Employment Minister Dame Diana Johnson said the programme is about spreading opportunity with real, tailored support to move people into good jobs and out of poverty. Wales Secretary Jo Stevens welcomed the targeted help and the promise of a more financially stable future for those who can work with adjustments. We are spelling these quotes out because, as readers, we should always trace claims to their source - in this case, the Government’s own statement on Gov.uk.

There is early evidence from local delivery areas in England that personalised support can change outcomes. Adrian, a participant in Portsmouth, describes how working with his adviser narrowed his search, opened conversations with supportive employers, and even led to exploring self‑employment options like dog boarding. Stories like Adrian’s don’t prove a scheme is perfect, but they do show how small, consistent steps with a named adviser can move someone closer to work.

Local government and business groups in Wales back the approach because it is locally led. The Welsh Local Government Association says councils can connect employment help with adult learning, public health, housing and social care. The British Chamber of Commerce for Wales points to the twin challenge: people sidelined by ill‑health and employers struggling to fill roles. Both groups say one‑to‑one support respects the fact that barriers are different from person to person and region to region.

If you’re a student, teacher or careers lead, here’s how to use this in class or guidance sessions. Start with plain‑English definitions: “reasonable adjustments”, “supported employment”, and “economic inactivity”. Then map a typical support journey from referral to first day in work, noting where consent, health advice and employer conversations fit. We learn media literacy by asking good questions: what will waiting times look like in each area, how are outcomes measured, and how are people’s rights protected if a job isn’t a good fit?

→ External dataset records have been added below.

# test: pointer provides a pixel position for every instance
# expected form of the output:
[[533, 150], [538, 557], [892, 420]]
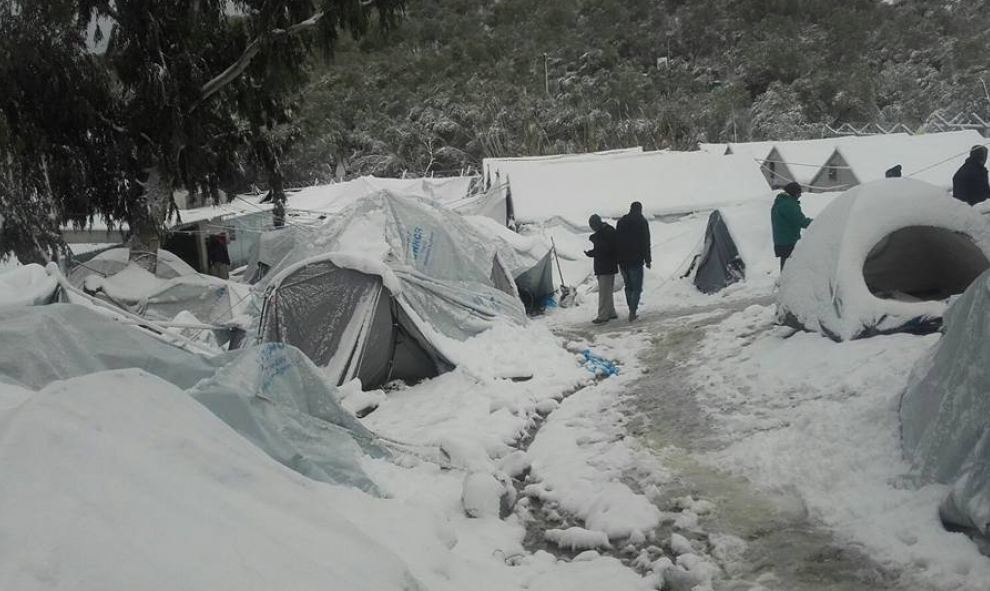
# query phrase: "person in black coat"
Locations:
[[970, 182], [603, 251], [632, 240]]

Accessing the programme is straightforward. You can ask your GP, your Local Authority or a voluntary organisation about referral routes, or you can self‑refer where local providers have opened their doors. Expect your first meetings to focus on what you can do, what adjustments you need, and what jobs exist nearby. Keep a simple record of your goals and any agreed adjustments so you can refer back as applications progress.

For accountability, we should watch three things as Connect to Work rolls out in Wales: whether promised places materialise in each area, whether support lasts long enough after someone starts a job, and whether employers are supported to offer reasonable adjustments. These are the pressure points that decide if a scheme moves the dial for people and for local economies.

The headline numbers matter - £300 million now, more than £950 million in total, and over 75,000 additional people set to be supported - but the everyday test is simpler. If you or someone you teach can meet an adviser close to home, feel listened to, and get the right adjustments to do a job well, then the policy is doing what it says on the tin. That’s the promise to track in the months ahead.